It is a ritual that has existed in some form since the birth of our Republic. Every four years, members of the Electoral College gather across the country to cast the votes that will choose the next president. The documents certifying those votes are sent to Congress for a final count, with additional copies going to the National Archives.
There is another less-known recipient of the Electoral College documents: the federal trial Courts.
Complying with laws dating back to 1792, one U.S. District Court in each state, as well as the District of Columbia, takes a set of Electoral College documents into its safekeeping, in case the originals get lost or invalidated. While the quadrennial role of the courts is forgotten to most Americans, it was seen as an important backstop in an era long before tracking numbers and bar codes.
"This goes back to the days when they didn’t have super reliable communications, and very important documents were being carried on horseback and by carriage," says Miriam Vincent, staff attorney for the National Archives and Records Administration. "There needed to be a federal holder, and in those days, the only consistent federal holder in every state was the U.S. courts."
Electors will cast their votes on Dec. 17, and the final tallies of the 2012 Electoral College vote will be ratified before a joint session of Congress on Jan. 6. Two distinct documents, prepared by 50 governors and the mayor of the District of Columbia, validate key aspects of that vote. One document, a Certificate of Ascertainment, identifies the electors qualified to cast their votes for president. The second lists the final vote and is signed by each of the electors who took part.
Typically, Vincent said, the votes are cast in the capitals of each state, and the court documents are held in the nearest U.S. District Court.

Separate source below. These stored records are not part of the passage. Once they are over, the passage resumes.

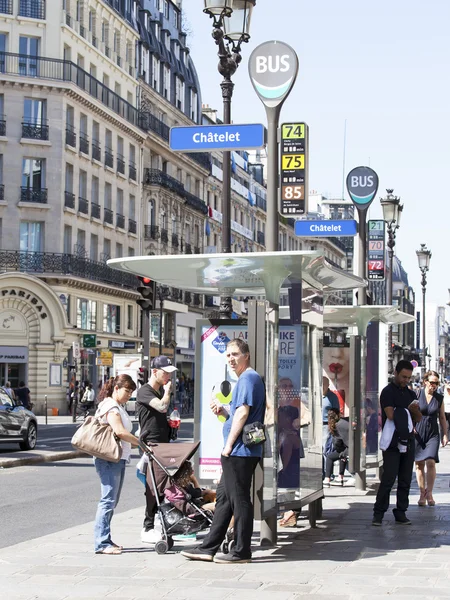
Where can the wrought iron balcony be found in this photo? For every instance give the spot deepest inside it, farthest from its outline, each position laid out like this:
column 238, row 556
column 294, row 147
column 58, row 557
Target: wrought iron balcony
column 35, row 130
column 108, row 216
column 69, row 200
column 34, row 9
column 95, row 210
column 64, row 264
column 96, row 151
column 83, row 206
column 6, row 7
column 120, row 164
column 71, row 136
column 132, row 226
column 84, row 143
column 120, row 221
column 36, row 195
column 151, row 232
column 109, row 158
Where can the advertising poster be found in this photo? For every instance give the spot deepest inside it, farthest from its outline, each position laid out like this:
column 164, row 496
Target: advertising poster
column 336, row 366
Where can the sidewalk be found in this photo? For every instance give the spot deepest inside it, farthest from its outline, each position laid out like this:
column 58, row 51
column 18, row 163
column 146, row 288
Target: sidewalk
column 344, row 557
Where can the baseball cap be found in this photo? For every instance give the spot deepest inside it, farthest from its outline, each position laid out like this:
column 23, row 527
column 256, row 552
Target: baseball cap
column 164, row 363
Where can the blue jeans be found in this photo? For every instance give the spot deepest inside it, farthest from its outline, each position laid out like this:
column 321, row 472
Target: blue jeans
column 111, row 481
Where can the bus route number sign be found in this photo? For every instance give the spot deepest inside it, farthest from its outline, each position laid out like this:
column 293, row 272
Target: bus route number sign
column 294, row 169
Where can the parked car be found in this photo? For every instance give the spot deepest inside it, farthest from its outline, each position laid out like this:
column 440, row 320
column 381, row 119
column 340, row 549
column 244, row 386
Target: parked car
column 17, row 424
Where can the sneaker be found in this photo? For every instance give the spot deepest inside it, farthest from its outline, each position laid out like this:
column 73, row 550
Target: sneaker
column 225, row 559
column 151, row 536
column 401, row 518
column 197, row 554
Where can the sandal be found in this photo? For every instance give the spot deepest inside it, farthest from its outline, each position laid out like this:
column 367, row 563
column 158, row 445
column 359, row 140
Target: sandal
column 110, row 550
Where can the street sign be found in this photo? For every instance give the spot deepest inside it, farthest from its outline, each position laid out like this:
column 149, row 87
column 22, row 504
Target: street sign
column 89, row 340
column 326, row 228
column 362, row 186
column 273, row 68
column 217, row 137
column 294, row 169
column 376, row 250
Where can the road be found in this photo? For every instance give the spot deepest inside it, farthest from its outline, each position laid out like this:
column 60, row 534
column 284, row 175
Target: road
column 48, row 497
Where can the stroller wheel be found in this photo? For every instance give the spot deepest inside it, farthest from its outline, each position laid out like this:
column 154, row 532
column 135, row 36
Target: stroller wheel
column 161, row 547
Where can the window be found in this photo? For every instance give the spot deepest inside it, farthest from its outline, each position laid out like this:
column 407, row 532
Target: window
column 31, row 236
column 111, row 318
column 33, row 175
column 86, row 314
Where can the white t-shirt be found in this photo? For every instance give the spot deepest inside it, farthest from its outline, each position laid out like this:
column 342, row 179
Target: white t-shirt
column 110, row 405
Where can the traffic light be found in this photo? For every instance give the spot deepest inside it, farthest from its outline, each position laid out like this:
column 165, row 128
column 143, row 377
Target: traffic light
column 147, row 289
column 142, row 375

In practice, the primary documents have always arrived in Washington, and the courts have never been asked to produce their backup versions.
As a result, the Administrative Office of the U.S. Courts gets occasional inquiries from court clerks about what to do with the Electoral College certificates. After one such inquiry in 2008, the AO sent out a national notice to federal court administrators reminding them of their role in the election process, and reissued that advisory after the November 2012 election. The 51 designated courts are required to keep the documents in a safe place. Under federal record disposition guidelines for United States district courts, courts may dispose of these documents six months after their date of issuance.

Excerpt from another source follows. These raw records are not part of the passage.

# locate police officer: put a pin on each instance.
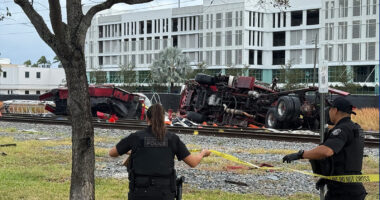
(151, 170)
(341, 153)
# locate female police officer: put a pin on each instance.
(340, 154)
(151, 171)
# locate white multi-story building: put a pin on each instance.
(240, 34)
(19, 79)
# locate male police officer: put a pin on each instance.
(341, 153)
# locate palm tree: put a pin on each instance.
(43, 61)
(172, 66)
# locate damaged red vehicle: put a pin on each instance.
(241, 101)
(103, 99)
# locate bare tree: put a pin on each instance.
(67, 41)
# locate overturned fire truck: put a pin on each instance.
(242, 101)
(103, 99)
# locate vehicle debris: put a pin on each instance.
(104, 99)
(243, 101)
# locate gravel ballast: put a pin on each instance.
(281, 183)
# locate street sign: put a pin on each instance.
(323, 80)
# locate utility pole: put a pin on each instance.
(315, 57)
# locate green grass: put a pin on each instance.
(36, 169)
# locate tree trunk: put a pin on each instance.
(83, 156)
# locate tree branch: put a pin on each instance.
(38, 22)
(109, 4)
(56, 19)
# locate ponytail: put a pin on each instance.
(156, 114)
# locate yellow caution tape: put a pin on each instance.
(343, 178)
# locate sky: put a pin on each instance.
(20, 42)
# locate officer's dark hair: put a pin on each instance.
(156, 114)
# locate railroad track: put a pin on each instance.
(205, 130)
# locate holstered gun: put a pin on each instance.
(179, 183)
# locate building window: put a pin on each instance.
(329, 52)
(141, 27)
(229, 19)
(370, 50)
(342, 52)
(356, 51)
(337, 73)
(219, 20)
(257, 73)
(218, 39)
(218, 57)
(296, 18)
(144, 76)
(228, 57)
(342, 30)
(141, 45)
(115, 77)
(296, 56)
(279, 74)
(228, 38)
(310, 54)
(141, 58)
(238, 37)
(251, 57)
(279, 38)
(174, 24)
(209, 58)
(295, 37)
(157, 43)
(357, 7)
(329, 31)
(133, 44)
(371, 28)
(238, 57)
(149, 43)
(311, 36)
(278, 57)
(343, 8)
(149, 26)
(356, 29)
(259, 57)
(312, 17)
(364, 73)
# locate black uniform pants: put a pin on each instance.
(345, 191)
(151, 193)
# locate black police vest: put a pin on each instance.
(151, 159)
(349, 160)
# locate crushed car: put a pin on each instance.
(244, 102)
(104, 99)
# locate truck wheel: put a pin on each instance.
(195, 117)
(284, 108)
(204, 79)
(271, 120)
(297, 108)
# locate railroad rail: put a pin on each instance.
(205, 130)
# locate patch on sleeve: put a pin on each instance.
(336, 131)
(154, 142)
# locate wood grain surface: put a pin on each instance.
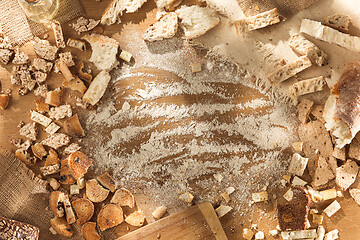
(346, 220)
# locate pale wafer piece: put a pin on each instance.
(330, 35)
(136, 218)
(110, 216)
(123, 197)
(304, 47)
(84, 210)
(289, 70)
(304, 109)
(340, 22)
(165, 27)
(196, 20)
(258, 21)
(346, 174)
(307, 86)
(95, 192)
(297, 164)
(323, 173)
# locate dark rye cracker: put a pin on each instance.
(293, 215)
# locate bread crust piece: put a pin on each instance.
(110, 216)
(196, 20)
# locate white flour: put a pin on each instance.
(175, 146)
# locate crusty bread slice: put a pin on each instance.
(168, 5)
(104, 50)
(97, 88)
(116, 8)
(196, 20)
(165, 27)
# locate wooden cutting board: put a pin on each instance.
(196, 222)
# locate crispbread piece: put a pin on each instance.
(116, 8)
(84, 210)
(293, 215)
(104, 51)
(58, 33)
(136, 218)
(338, 21)
(307, 86)
(95, 192)
(330, 35)
(65, 173)
(289, 70)
(56, 203)
(196, 20)
(97, 88)
(88, 231)
(323, 173)
(165, 27)
(355, 194)
(298, 164)
(258, 21)
(304, 47)
(61, 227)
(346, 174)
(56, 140)
(304, 109)
(123, 197)
(79, 164)
(29, 130)
(110, 216)
(318, 111)
(317, 142)
(38, 150)
(44, 49)
(107, 181)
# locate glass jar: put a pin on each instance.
(41, 11)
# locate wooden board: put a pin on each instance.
(196, 222)
(233, 224)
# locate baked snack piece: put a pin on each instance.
(304, 47)
(330, 35)
(196, 20)
(97, 88)
(104, 50)
(110, 216)
(165, 27)
(342, 109)
(11, 229)
(293, 215)
(258, 21)
(289, 70)
(116, 8)
(338, 21)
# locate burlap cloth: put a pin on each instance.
(19, 29)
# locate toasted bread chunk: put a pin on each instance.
(65, 173)
(79, 164)
(54, 98)
(136, 218)
(4, 101)
(61, 227)
(88, 231)
(56, 200)
(107, 181)
(196, 20)
(38, 150)
(110, 216)
(123, 197)
(95, 192)
(75, 84)
(52, 158)
(346, 174)
(84, 210)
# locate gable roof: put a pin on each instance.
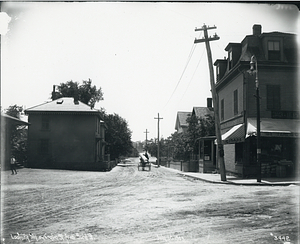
(181, 119)
(201, 112)
(13, 119)
(62, 105)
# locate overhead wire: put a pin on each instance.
(193, 75)
(187, 62)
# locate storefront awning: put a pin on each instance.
(268, 128)
(274, 127)
(234, 135)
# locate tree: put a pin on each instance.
(118, 135)
(18, 140)
(199, 127)
(85, 92)
(182, 145)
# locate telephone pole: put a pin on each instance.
(220, 150)
(158, 118)
(146, 140)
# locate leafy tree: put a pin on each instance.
(84, 92)
(182, 145)
(199, 127)
(118, 135)
(18, 140)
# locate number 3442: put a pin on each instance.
(282, 238)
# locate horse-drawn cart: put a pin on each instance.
(144, 164)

Although courts are less likely than ever to be asked to help validate a presidential election, Vincent said it is unlikely that Congress will remove federal courts from the process.

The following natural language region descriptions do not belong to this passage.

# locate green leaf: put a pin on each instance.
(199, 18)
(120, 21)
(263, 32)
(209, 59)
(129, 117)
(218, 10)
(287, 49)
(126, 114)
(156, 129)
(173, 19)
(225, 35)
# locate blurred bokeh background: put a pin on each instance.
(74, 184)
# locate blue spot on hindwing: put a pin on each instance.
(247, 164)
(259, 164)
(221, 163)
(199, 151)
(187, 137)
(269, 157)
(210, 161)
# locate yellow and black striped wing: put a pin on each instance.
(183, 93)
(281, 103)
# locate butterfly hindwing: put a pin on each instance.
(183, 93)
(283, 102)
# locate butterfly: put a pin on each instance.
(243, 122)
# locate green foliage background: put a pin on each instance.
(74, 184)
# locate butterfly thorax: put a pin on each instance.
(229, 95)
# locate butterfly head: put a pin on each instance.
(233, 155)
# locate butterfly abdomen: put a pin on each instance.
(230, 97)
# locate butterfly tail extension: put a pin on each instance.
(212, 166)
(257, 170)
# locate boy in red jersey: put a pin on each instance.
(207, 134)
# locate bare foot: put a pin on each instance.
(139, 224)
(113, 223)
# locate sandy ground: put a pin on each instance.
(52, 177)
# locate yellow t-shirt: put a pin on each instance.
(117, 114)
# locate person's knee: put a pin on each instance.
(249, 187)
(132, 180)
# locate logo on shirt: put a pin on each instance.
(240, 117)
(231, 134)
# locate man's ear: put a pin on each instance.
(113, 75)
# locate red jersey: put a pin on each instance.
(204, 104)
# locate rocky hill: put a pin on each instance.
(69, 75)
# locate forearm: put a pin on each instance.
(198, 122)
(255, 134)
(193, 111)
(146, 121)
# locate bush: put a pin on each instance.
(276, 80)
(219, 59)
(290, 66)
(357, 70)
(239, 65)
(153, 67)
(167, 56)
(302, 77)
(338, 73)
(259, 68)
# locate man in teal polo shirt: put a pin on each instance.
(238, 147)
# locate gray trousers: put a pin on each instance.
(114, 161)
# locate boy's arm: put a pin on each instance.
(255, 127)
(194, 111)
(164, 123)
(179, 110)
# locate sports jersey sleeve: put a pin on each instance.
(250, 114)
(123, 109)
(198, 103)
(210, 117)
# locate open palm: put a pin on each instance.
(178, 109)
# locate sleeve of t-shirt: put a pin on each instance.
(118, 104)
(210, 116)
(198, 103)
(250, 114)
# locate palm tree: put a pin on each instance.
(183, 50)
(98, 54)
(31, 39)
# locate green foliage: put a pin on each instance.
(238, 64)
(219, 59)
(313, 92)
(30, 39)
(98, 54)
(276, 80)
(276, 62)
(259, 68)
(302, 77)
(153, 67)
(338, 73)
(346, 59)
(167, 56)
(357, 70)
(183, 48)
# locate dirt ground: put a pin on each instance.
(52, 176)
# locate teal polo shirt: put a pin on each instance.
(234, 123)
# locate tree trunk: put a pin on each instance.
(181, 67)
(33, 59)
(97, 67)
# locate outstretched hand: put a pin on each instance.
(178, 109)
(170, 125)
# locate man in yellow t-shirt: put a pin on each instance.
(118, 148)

The courts' role, first outlined in 1792, was reaffirmed in an 1847 law, when Congress sought to regulate a free-form national election system, in which voting took place on different days in different states. While aspects of national elections are under review after 2012, Vincent said, talk of reform has focused on ways to reduce Election Day lines and possibly standardizing ballots for federal elections.
"There is still a need to do things on paper, and there is still a need for redundancy," Vincent said of the Electoral College certificates. "Some may see this as a relic of the 19th century, but the truth is that it’s worked since 1847. Congress has enough other things to focus on that I don’t know of any idea to monkey around with this at this point."